Acquisitions aren’t completed in a day. Instead, they require a considerable degree of vetting, strategic groundwork and planning before a company decides to make a bid.

Stahl’s recent acquisition of BASF Leather Chemicals business is a case in point. While the closing of the deal may have officially gone through on 29 September, the growth strategy that enabled the former to make its move is more than a decade in the making.

“Stahl’s strategy from 2006 onwards has been to change its position in the supply chain from an ingredient supplier to a known and trusted partner for its direct customers, OEMs and brands,” says CEO Huub van Beijeren. “Part of its growth strategy is to expand its global presence in order to serve its customers even better via organic growth, technology acquisitions and partnerships.”

Until 2014, explains Van Beijeren, “there were five main players in leather chemicals”. Having subsequently acquired the Leather Services business of Swiss firm Clariant 2014 – and now BASF Leather Chemicals – there are now “three main global players left”.

As part of the deal, Stahl has also taken on an additional 210 functions, as well as a production site in Spain. The group now has on its books 13 manufacturing sites, alongside 38 application labs spread across 24 countries.

“Stahl’s increased scale allows it to play a greater role and make a real difference in the industry,” says Van Beijeren.“The acquisition will lead to more sustainable innovations and an even more diverse product portfolio.”

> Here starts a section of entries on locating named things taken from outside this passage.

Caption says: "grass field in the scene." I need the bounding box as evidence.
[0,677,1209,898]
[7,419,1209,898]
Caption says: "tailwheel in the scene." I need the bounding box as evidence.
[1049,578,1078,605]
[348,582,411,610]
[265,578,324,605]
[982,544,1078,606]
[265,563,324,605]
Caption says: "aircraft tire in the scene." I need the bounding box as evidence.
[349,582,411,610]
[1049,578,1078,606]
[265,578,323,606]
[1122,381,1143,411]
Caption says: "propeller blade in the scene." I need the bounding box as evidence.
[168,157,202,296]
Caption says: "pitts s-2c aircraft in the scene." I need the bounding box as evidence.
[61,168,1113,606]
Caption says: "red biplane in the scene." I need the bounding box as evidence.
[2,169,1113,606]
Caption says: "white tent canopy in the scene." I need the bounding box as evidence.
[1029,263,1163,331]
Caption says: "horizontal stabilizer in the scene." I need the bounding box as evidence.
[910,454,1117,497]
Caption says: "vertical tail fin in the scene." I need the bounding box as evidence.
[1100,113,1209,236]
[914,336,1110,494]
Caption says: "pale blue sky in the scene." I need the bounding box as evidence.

Such products include the group’s DryFast beamhouse system; polymeric retanning agents; polymeric waterproofing system PolyDry; and a new generation of its top coat system.

Best of both

Stahl is weighing up how best to integrate the BASF products now at its disposal. “Both portfolios will remain as they are for now,” says Van Beijeren. “Stahl will eventually create a portfolio that contains the best of both worlds. Since both parties have strong customer positions and portfolios, Stahl will assess how to further improve them. It stands to reason that respecting the relevant strengths of the two companies and the best interests of their clients will be paramount in this process.”

The deal gives Stahl a combined sales total of €870–890 million. BASF, in return, has received a 16% equity in its new partner, meaning it will effectively be absorbed. The fact that Stahl is a Dutch company, while BASF is German, will not throw up any barriers to successful integration, states Van Beijeren.

“Stahl and BASF are international companies, with employees from all over the world,” he says. “As a result, they are used to working with all kinds of people with different nationalities, religions and backgrounds.

“These differences reflect the world and make us even stronger in what we do. So we are very glad with our new colleagues joining the Stahl family.”

BASF’s environmental record was also a strong contributing factor in Stahl’s decision to acquire it. In a speech given before the opening of a new Centre of Excellence in Barcelona in June, Van Beijeren highlighted his company’s commitment to sustainability and transparency in its supply chain.

“Since Stahl and BASF share the same vision on sustainability and reducing environmental footprints, the fit was indeed natural,” says Van Beijeren.”

Stahl’s growth strategy is three-pronged, and is based on organic growth, technology acquisitions and partnerships. With a new year upon us, is it possible the company is already lining up any new moves?

“Stahl must first concentrate on integrating [the BASF division],” answers Van Beijeren. “This is a challenging job, but the organisation is ready for that.

“Once that’s been done, the company will be ready for the next step. When interesting companies share Stahl’s vision on sustainability and enrich its portfolio, the possibility of future takeovers will be always be considered.

“Stahl will always be interested in expansion whenever it adds value to the industry and its customers.”